Bear Witness, one half of the duo, says he thinks splitting up the category is a “great move”. It creates more space for Indigenous artists, he says, even if more is needed still.
“There’s a lot of Indigenous artists who can take up that space while we’re here taking up this other space.”
This year also included a new underground dance category—designed to recognize the groundbreaking electronic music that happens in the clubs, forefront of groundbreaking music—which scored nods for Jayda G and Korea Town Acid, both artists making interesting, boundary-pushing sounds that don’t usually get recognized.
Fees waived for independent and underrepresented artists
The other big change is the new Junos Submissions Access Program, which works to cover the costs of submission fees for independent Canadian artists from underrepresented communities. The cost to submit is a major barrier for artists without a big machine or money behind them, so this helps level the playing field—even if there are a million other structural barriers once the music is submitted.

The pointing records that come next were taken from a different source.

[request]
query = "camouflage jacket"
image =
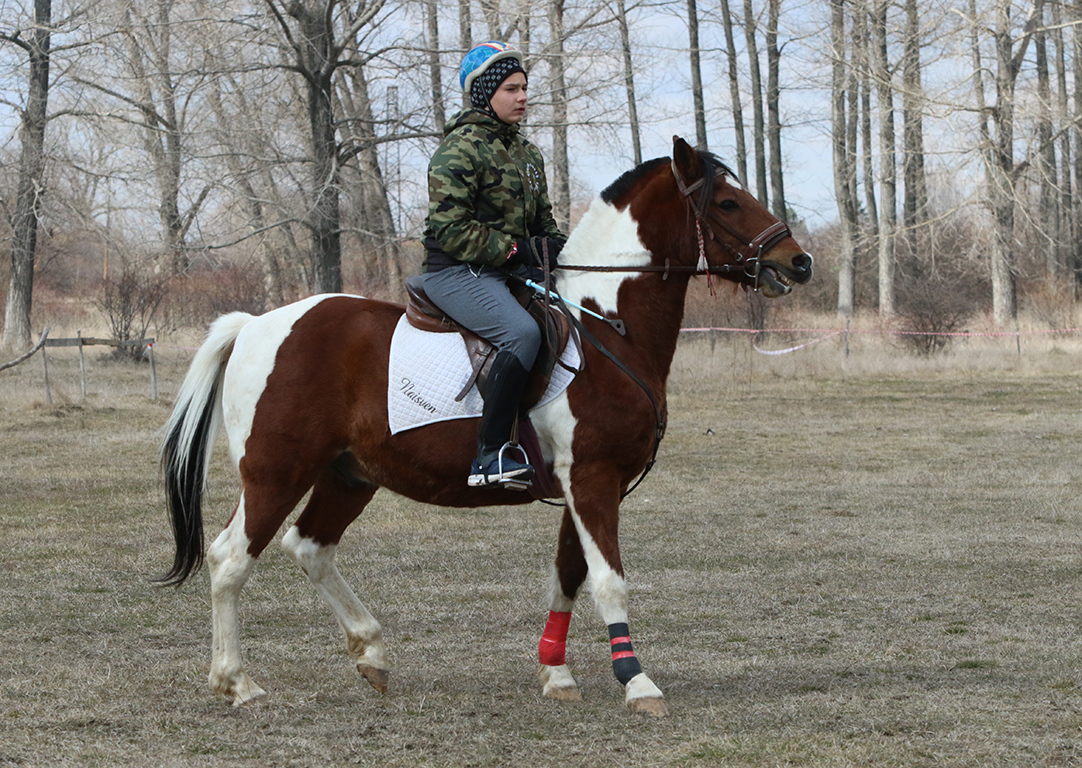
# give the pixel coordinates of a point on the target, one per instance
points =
(486, 188)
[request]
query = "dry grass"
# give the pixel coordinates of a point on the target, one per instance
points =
(840, 560)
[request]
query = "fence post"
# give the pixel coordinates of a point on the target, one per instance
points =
(154, 374)
(82, 366)
(44, 361)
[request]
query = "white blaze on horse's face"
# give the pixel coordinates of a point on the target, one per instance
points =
(608, 236)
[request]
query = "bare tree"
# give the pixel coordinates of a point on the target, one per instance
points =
(774, 110)
(629, 80)
(888, 201)
(1046, 171)
(738, 129)
(318, 38)
(842, 161)
(561, 109)
(915, 199)
(697, 97)
(997, 131)
(759, 131)
(435, 74)
(36, 43)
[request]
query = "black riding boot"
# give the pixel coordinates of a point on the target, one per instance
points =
(506, 382)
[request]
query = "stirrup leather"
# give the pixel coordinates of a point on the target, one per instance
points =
(517, 481)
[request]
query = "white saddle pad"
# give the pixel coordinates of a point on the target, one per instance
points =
(427, 371)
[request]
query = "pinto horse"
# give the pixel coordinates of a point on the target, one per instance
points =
(302, 394)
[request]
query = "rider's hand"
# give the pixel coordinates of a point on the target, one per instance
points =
(546, 247)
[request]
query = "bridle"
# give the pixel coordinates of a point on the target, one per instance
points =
(749, 256)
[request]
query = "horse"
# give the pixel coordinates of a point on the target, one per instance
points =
(302, 395)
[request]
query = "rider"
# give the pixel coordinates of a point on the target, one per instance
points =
(488, 209)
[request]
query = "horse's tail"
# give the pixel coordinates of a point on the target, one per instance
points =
(189, 441)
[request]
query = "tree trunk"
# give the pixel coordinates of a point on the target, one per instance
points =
(1048, 199)
(31, 167)
(756, 96)
(915, 199)
(1068, 235)
(465, 39)
(1076, 133)
(888, 191)
(149, 42)
(561, 172)
(629, 81)
(862, 57)
(324, 219)
(998, 147)
(435, 75)
(738, 129)
(699, 104)
(774, 111)
(841, 161)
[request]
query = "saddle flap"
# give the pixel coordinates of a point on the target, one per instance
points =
(421, 313)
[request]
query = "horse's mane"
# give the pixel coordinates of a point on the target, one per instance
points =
(627, 181)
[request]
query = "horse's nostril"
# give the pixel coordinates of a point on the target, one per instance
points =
(802, 264)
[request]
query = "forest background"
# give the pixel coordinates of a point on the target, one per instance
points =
(162, 161)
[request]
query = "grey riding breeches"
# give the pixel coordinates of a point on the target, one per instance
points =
(479, 299)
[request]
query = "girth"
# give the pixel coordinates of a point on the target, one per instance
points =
(555, 330)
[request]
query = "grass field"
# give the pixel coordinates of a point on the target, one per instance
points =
(865, 559)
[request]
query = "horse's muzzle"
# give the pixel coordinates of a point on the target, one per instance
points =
(801, 270)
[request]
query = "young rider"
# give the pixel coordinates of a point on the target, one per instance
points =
(487, 199)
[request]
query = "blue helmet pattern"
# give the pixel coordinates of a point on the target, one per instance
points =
(482, 56)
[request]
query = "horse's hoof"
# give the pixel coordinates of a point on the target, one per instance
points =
(558, 684)
(654, 707)
(246, 691)
(570, 693)
(377, 677)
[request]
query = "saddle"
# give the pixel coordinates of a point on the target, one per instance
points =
(555, 329)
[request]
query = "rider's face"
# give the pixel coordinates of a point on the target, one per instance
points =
(509, 102)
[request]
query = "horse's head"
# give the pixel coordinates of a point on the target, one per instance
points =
(737, 237)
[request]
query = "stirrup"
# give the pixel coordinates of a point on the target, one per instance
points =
(509, 473)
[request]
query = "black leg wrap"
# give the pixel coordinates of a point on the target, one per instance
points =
(624, 663)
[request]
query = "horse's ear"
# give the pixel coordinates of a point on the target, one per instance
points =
(686, 159)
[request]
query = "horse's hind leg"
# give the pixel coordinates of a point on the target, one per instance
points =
(312, 543)
(567, 578)
(231, 559)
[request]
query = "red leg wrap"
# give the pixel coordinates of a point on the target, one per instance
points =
(553, 646)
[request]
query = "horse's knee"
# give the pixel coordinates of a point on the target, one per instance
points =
(309, 556)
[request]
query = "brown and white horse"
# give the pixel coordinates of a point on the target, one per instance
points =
(302, 393)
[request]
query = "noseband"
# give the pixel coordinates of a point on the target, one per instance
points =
(750, 256)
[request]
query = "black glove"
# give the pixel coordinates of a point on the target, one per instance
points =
(546, 246)
(532, 251)
(528, 272)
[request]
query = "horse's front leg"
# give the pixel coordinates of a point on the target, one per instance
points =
(567, 577)
(594, 510)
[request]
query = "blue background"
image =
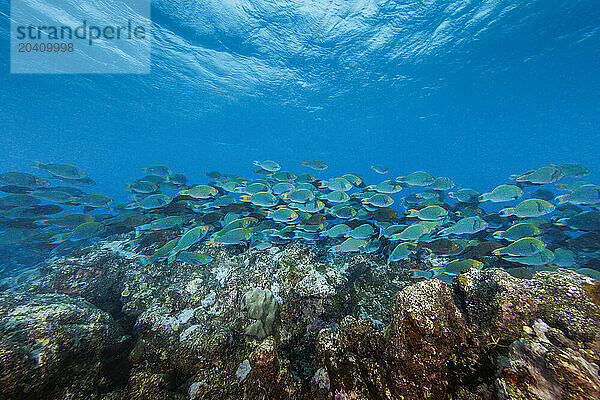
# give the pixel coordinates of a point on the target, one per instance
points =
(505, 88)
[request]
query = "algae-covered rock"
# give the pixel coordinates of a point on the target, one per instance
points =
(53, 345)
(262, 307)
(548, 366)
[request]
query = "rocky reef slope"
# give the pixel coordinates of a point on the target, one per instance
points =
(293, 323)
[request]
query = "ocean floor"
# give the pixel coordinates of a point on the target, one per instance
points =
(293, 322)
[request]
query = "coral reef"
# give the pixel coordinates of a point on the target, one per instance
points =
(293, 323)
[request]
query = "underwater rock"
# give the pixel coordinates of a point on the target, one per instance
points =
(548, 366)
(426, 338)
(469, 340)
(262, 307)
(53, 345)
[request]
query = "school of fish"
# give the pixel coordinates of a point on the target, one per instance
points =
(531, 221)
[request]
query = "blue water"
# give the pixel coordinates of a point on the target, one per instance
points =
(472, 90)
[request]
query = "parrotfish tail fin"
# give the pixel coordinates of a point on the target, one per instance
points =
(38, 165)
(61, 237)
(414, 273)
(171, 257)
(562, 199)
(437, 271)
(444, 232)
(507, 212)
(561, 222)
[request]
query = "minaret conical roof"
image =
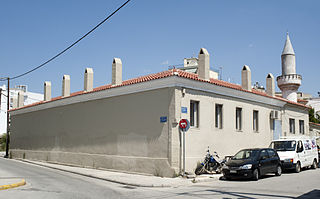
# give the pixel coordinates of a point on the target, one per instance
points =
(288, 49)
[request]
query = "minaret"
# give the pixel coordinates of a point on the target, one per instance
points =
(289, 81)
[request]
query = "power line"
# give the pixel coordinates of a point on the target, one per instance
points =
(57, 55)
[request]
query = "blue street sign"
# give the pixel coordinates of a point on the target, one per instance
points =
(184, 109)
(163, 119)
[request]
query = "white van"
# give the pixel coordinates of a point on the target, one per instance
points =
(296, 153)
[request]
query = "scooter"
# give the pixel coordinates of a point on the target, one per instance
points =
(211, 164)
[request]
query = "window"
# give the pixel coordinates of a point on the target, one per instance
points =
(291, 125)
(256, 121)
(219, 116)
(264, 154)
(194, 113)
(301, 126)
(238, 118)
(271, 153)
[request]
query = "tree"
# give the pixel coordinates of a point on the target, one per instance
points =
(315, 118)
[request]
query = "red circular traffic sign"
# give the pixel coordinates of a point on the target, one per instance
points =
(184, 124)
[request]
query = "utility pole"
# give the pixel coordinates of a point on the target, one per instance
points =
(8, 122)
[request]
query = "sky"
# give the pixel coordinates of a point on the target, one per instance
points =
(150, 35)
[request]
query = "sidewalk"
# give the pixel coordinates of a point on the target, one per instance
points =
(126, 178)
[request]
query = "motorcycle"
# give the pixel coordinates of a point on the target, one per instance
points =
(211, 164)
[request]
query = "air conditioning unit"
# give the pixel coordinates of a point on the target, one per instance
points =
(274, 115)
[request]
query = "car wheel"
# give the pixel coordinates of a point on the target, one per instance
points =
(298, 167)
(255, 175)
(279, 171)
(314, 164)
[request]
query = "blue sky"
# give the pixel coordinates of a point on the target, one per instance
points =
(149, 35)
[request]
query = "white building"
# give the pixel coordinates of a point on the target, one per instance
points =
(28, 98)
(132, 125)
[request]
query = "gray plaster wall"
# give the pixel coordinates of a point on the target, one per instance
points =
(121, 133)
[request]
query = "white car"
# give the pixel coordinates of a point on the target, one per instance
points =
(296, 153)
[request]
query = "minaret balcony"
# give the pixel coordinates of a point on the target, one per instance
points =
(289, 79)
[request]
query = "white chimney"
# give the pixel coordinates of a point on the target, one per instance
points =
(88, 80)
(204, 64)
(20, 99)
(47, 91)
(270, 85)
(116, 71)
(246, 78)
(66, 86)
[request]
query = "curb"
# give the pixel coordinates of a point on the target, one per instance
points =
(3, 187)
(96, 177)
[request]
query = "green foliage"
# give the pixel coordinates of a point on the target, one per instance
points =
(315, 118)
(3, 139)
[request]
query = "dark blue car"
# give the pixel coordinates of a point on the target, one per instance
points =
(252, 163)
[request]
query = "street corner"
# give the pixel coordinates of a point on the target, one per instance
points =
(206, 178)
(9, 185)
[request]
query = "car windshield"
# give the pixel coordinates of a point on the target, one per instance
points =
(283, 145)
(245, 154)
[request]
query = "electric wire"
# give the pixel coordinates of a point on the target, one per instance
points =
(66, 49)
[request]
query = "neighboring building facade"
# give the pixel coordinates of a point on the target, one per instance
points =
(28, 98)
(132, 125)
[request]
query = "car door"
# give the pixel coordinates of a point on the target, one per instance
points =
(301, 154)
(264, 162)
(274, 160)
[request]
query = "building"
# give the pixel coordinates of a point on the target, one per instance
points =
(132, 125)
(29, 98)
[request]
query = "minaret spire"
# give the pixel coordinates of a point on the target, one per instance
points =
(289, 81)
(288, 49)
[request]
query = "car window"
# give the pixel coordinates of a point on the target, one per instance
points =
(299, 147)
(264, 154)
(245, 154)
(289, 145)
(271, 153)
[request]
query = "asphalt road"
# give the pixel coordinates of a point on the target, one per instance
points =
(49, 183)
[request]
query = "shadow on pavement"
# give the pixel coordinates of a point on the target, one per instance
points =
(311, 195)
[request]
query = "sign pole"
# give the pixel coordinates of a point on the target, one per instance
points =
(184, 125)
(8, 123)
(184, 152)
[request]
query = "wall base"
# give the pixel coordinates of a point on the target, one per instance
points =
(154, 166)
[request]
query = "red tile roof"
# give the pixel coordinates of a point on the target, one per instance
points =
(172, 72)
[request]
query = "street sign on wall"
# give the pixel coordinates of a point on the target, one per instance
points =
(184, 125)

Ceréna, another Sound of Toronto 2022 artist, is a pleasant surprise in the dance recording of the year category. She actually did pay to submit, she says, and then the Junos got in touch to tell her about the program and refunded the fee. They also told her to submit her music in the dance rather than underground dance category, and the fact that she was nominated affirms something she said in our profile about being a visible trans artist: “Dance music is rediscovering its Black, brown, Indigenous, queer and trans roots, and it’s time we see ourselves up there on stage.”
This is a good step, she said, but says there is still a major lack of support for the diversity of artists in Canada and pointed out the nominations are still “overwhelmingly white”.
Other artists that got nominated with support from the access program include Adrian Sutherland for contemporary Indigenous artist or group of the year and the Manitou Mkwa Singers for traditional Indigenous artist or group of the year.